Question

Help with these three questions about mass and concentrations?

`1)` If `"450 kg"` of `"SO"_2` reacts with coke (`"CS"_2`) with `82%` consumption, what mass of coke is formed?
`2)` In a `"29 g"` mixture of `"BaO"` and `"CaO"`, `"100.8 mL"` of `"6 M HCl"` neutralizes the mixture. What is the `"%w/w BaO"`?
`3)` If the true specific gravity of `"H"_2"SO"_4(l)` is `1.2`, then if we have a `27%"w/w"` solution of `"H"_2"SO"_4`, what is its molarity?

Answer 1

Q-1

As per given condition `82% of 450kg SO_2=369kg SO_2` has taken part in the reaction with coke . By the given equation we see

2 moles `SO_2` produces `1mol" "CS_2`

or `2xx64g` `SO_2` produces `76g" "CS_2`

or `2xx64kg` `SO_2` produces `76kg" "CS_2`

`369kg SO_2` will produce `76/128xx369~~219.09kg" "CS_2`

Q-2

Let there be `x` mol `BaO` and `y` mol `CaO` in 29 g mixture.

The molar masses of

`BaOto153g"/"mol`

`CaOto56g"/"mol`

So by the condition

`153x+56y=29.....[1]`

Again `100.8mlor0.1008L` `6M` HCl solution is required to neutralize the mixture.
So amount of HCl required is `0.1008xx6` mol

Now by stoichiometry of the given reaction we see that number of moles of both `BaO and CaO` are `1/2` of the number of moles of `HCl` So total number of moles of `BaO and CaO` will be `1/2xx0.1008xx6=0.3024` mol

Hence `x+y=0.3024.......[2]`

Multiplying [2] by 56 and subtracting the resulting equation from [1] we get

`(153-56)x=(29-56xx0.3024)`

`=>x=(29-56xx0.3024)/97~~0.124mol`

So mass of `BaO` in 29g mixture `153xx0.124g`

So percentage of `BaO` in the mixture

`=(153xx0.124g)/29xx100%~~65.65%`

Q-3

Given `w/w% of H_2SO_4=27`

So 100g solution contains 27g or `27/98` mol `H_2SO_4`

Or `100/1.2` mL solution contains `27/98` mol `H_2SO_4`

Hence 1000mL solution contains `(27/98)/(100/1.2)xx1000` mol `H_2SO_4`

`=270/98*1.2mol` `H_2SO_4=3.30mol"/"L`

Hence molarity of the solution is `3.30Mm`

Answer 2

`3)`

If the true specific gravity of the solution is `1.2`, we expect that it is with respect to the density of water because the solution is a liquid. If we assume the density of water is `"1 g/mL"`, then the specific gravity is numerically the density of the solution, i.e.

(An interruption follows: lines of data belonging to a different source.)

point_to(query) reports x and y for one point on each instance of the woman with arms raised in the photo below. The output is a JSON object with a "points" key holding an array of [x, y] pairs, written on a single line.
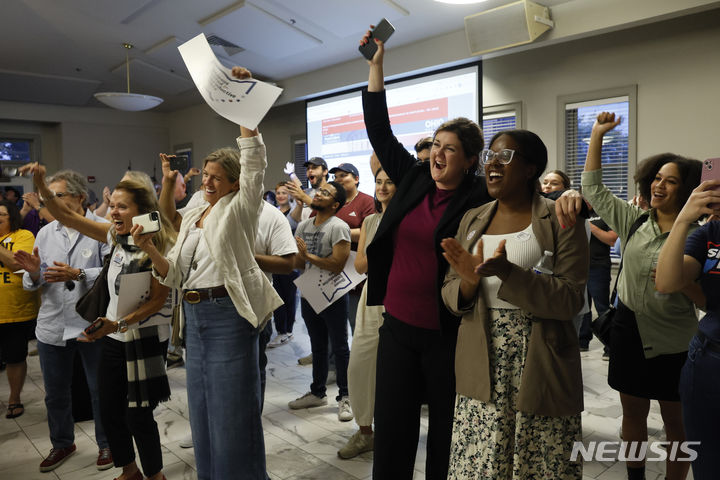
{"points": [[415, 361], [651, 331], [226, 301], [681, 263], [519, 380], [135, 345]]}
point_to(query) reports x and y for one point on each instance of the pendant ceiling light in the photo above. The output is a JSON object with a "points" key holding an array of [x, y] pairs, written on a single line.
{"points": [[461, 2], [133, 102]]}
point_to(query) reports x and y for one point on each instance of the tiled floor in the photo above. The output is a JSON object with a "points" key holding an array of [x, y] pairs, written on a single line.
{"points": [[300, 444]]}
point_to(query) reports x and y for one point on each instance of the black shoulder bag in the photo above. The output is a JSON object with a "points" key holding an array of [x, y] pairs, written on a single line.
{"points": [[602, 325], [96, 300]]}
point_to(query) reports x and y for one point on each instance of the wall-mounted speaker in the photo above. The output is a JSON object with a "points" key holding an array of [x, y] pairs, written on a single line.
{"points": [[506, 26]]}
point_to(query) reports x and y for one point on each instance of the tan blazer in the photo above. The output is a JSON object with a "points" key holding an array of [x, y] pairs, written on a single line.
{"points": [[551, 382]]}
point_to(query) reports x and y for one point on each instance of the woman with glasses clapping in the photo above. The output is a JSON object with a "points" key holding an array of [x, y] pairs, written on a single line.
{"points": [[517, 364]]}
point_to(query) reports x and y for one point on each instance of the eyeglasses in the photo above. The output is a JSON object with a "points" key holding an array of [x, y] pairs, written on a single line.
{"points": [[504, 156], [326, 193]]}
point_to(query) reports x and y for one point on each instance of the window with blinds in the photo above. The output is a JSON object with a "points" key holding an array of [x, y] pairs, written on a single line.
{"points": [[497, 118], [579, 119]]}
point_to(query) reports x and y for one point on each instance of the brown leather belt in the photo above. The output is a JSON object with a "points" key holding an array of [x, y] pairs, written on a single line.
{"points": [[197, 296]]}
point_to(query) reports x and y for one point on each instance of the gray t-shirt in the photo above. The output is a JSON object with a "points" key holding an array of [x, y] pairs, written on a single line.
{"points": [[320, 239]]}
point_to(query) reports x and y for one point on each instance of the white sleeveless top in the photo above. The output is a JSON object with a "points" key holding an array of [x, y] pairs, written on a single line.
{"points": [[522, 249]]}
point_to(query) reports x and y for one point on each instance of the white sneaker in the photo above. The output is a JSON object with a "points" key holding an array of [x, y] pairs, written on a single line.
{"points": [[307, 401], [307, 360], [358, 443], [344, 410], [277, 341], [186, 442]]}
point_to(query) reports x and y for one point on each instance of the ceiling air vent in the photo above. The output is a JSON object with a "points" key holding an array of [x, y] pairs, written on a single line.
{"points": [[229, 47]]}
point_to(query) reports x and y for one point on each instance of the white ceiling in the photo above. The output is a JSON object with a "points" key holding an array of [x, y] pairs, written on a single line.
{"points": [[63, 51]]}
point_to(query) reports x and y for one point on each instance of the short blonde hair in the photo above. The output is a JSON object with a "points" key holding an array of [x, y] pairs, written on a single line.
{"points": [[146, 201]]}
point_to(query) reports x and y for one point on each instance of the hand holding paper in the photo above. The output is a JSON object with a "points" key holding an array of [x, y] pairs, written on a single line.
{"points": [[233, 94]]}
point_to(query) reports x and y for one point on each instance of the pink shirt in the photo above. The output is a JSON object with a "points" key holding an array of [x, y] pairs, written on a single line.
{"points": [[411, 294]]}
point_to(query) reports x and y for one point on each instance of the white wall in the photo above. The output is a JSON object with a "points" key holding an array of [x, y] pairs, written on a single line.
{"points": [[675, 65], [95, 141]]}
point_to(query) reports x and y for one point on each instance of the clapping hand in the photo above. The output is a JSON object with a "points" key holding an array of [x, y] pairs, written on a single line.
{"points": [[165, 166], [30, 263], [60, 272], [142, 240], [605, 122]]}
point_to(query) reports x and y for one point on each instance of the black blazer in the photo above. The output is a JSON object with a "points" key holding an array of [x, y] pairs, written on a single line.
{"points": [[413, 182]]}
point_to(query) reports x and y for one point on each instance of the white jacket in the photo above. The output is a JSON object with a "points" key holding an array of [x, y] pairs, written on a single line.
{"points": [[230, 229]]}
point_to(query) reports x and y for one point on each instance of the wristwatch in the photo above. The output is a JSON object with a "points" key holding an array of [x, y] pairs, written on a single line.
{"points": [[122, 326]]}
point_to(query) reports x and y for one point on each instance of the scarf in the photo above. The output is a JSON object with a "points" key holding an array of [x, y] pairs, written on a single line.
{"points": [[145, 357]]}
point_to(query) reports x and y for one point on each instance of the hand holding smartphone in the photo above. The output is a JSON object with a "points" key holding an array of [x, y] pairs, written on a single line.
{"points": [[382, 31], [711, 171], [149, 221], [94, 327]]}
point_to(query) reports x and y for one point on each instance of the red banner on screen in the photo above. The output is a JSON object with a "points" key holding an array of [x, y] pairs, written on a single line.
{"points": [[402, 114]]}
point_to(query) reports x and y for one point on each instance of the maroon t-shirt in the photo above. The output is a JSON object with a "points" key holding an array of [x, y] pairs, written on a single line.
{"points": [[411, 294], [354, 213]]}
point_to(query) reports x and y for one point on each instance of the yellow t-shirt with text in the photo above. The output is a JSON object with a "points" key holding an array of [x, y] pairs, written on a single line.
{"points": [[16, 304]]}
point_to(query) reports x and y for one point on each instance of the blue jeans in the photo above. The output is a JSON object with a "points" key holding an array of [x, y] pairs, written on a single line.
{"points": [[223, 385], [700, 396], [331, 322], [284, 316], [57, 368]]}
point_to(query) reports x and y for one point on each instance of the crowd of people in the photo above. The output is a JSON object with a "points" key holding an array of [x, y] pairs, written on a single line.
{"points": [[481, 273]]}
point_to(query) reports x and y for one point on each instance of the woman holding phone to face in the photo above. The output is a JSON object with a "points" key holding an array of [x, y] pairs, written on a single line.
{"points": [[650, 331], [129, 350], [226, 301]]}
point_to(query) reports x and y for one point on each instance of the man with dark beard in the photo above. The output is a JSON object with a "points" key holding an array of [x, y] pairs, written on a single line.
{"points": [[316, 172], [324, 243]]}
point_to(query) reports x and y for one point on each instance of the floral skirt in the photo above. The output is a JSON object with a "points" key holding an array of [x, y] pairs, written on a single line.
{"points": [[493, 440]]}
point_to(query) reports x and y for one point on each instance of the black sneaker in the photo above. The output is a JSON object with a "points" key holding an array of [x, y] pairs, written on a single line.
{"points": [[174, 362]]}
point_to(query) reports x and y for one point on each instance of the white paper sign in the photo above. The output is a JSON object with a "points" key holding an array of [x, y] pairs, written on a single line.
{"points": [[244, 102], [134, 291], [322, 288]]}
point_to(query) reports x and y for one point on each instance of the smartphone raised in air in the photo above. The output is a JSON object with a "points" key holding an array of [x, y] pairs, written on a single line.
{"points": [[149, 221], [382, 31]]}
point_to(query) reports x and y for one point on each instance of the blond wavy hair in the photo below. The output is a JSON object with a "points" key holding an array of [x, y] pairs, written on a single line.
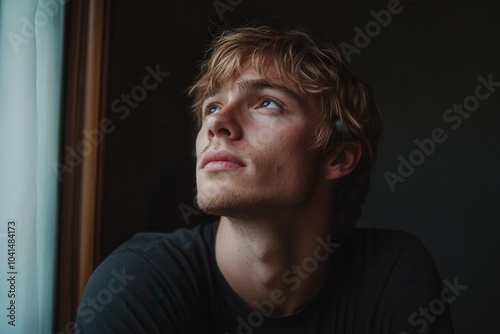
{"points": [[318, 70]]}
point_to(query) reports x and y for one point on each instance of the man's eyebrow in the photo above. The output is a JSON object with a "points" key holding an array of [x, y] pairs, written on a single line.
{"points": [[258, 84]]}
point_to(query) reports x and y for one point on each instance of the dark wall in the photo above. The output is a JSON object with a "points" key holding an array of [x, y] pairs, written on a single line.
{"points": [[426, 59]]}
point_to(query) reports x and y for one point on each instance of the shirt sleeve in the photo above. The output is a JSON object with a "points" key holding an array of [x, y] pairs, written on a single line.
{"points": [[149, 289], [414, 298]]}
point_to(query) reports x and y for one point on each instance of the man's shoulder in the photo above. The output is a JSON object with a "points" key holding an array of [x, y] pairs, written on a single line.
{"points": [[153, 278]]}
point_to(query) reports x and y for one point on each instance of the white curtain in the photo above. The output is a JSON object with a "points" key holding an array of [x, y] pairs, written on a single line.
{"points": [[31, 36]]}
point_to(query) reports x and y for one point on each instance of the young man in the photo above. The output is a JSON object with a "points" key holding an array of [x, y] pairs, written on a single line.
{"points": [[288, 137]]}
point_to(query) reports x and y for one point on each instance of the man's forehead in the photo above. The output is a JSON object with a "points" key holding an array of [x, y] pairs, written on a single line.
{"points": [[251, 79]]}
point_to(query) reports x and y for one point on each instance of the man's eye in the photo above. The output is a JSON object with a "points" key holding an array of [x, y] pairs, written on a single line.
{"points": [[266, 103], [212, 110]]}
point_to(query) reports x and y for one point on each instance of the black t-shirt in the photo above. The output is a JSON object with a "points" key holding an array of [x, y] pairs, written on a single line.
{"points": [[380, 282]]}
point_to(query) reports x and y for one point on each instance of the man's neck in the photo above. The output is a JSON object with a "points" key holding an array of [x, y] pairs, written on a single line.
{"points": [[260, 259]]}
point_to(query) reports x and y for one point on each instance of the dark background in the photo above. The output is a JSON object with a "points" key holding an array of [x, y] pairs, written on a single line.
{"points": [[428, 58]]}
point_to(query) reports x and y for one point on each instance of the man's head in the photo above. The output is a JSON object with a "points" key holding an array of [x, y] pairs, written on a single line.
{"points": [[284, 107]]}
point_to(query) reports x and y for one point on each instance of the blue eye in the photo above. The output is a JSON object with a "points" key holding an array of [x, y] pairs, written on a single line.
{"points": [[212, 110], [269, 104]]}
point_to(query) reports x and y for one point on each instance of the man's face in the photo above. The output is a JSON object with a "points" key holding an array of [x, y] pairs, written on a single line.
{"points": [[254, 153]]}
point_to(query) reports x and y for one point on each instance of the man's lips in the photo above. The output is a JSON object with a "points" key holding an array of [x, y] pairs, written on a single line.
{"points": [[220, 160]]}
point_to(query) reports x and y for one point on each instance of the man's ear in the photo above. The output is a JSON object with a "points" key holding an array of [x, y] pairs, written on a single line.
{"points": [[342, 159]]}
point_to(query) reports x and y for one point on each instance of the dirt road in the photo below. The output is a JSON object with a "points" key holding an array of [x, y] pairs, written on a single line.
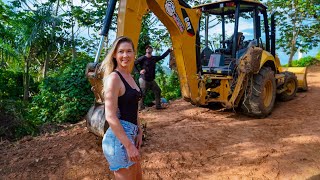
{"points": [[187, 142]]}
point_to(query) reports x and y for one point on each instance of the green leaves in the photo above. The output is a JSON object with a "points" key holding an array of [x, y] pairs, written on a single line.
{"points": [[298, 22]]}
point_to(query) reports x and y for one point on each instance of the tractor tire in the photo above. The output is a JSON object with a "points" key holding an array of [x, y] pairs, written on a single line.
{"points": [[260, 95], [291, 83]]}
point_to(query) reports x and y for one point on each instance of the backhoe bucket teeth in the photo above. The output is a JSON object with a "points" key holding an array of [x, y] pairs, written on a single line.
{"points": [[301, 73]]}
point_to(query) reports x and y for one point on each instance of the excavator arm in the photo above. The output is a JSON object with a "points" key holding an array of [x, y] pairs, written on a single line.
{"points": [[182, 23]]}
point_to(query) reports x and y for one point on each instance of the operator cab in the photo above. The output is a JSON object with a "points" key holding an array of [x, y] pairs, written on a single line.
{"points": [[224, 44]]}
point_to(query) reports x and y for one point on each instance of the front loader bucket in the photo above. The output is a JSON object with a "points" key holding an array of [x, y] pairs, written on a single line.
{"points": [[301, 73]]}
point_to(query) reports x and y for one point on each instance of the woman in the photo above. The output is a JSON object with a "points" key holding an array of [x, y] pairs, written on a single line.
{"points": [[122, 141]]}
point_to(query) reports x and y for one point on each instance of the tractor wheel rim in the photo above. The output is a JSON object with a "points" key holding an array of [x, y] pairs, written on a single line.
{"points": [[267, 94]]}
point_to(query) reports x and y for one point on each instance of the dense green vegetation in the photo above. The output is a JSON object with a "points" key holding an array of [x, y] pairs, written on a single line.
{"points": [[44, 49]]}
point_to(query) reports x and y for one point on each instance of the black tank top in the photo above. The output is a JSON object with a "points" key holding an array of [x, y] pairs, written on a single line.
{"points": [[128, 102]]}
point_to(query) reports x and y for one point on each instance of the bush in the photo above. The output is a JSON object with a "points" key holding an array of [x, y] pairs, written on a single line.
{"points": [[13, 125], [11, 84]]}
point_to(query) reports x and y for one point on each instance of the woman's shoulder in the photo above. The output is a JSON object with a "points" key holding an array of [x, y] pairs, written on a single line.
{"points": [[112, 78]]}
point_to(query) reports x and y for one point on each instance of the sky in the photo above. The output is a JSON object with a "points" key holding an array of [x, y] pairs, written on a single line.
{"points": [[244, 26]]}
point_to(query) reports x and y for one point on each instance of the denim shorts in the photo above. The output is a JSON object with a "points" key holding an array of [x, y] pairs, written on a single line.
{"points": [[114, 150]]}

`"SG" = (rho_(H_2SO_4(aq)))/(rho_(H_2O(l))) = 1.2`

`=> rho_(H_2SO_4(aq)) = 1.2 cdot "1 g/mL" = "1.2 g/mL"`

Then, we are given:

`%"w/w" = ("270 g H"_2"SO"_4)/("1000 g soln")`

Since molarity is defined as

`"mols solute"/"L soln"`,

we need the volume of the solution. Using the specific gravity of the solution, we have:

`V_(sol n) = 1000 cancel"g soln" xx cancel"1 mL"/(1.2 cancel"g soln") xx "1 L"/(1000 cancel"mL")`

`=` `"0.833 L soln"`

We next need the mols of solute:

`270 cancel("g H"_2"SO"_4) xx "1 mol"/(98.079 cancel("g H"_2"SO"_4))`

`= "2.753 mols H"_2"SO"_4`

This means we have a molarity of:

`color(blue)(["H"_2"SO"_4]) = ("2.753 mols H"_2"SO"_4)/("0.833 L soln")`

`=` `color(blue)("3.30 M")`

Either the answer key is incorrect or there's something off with my density. The rest is correct.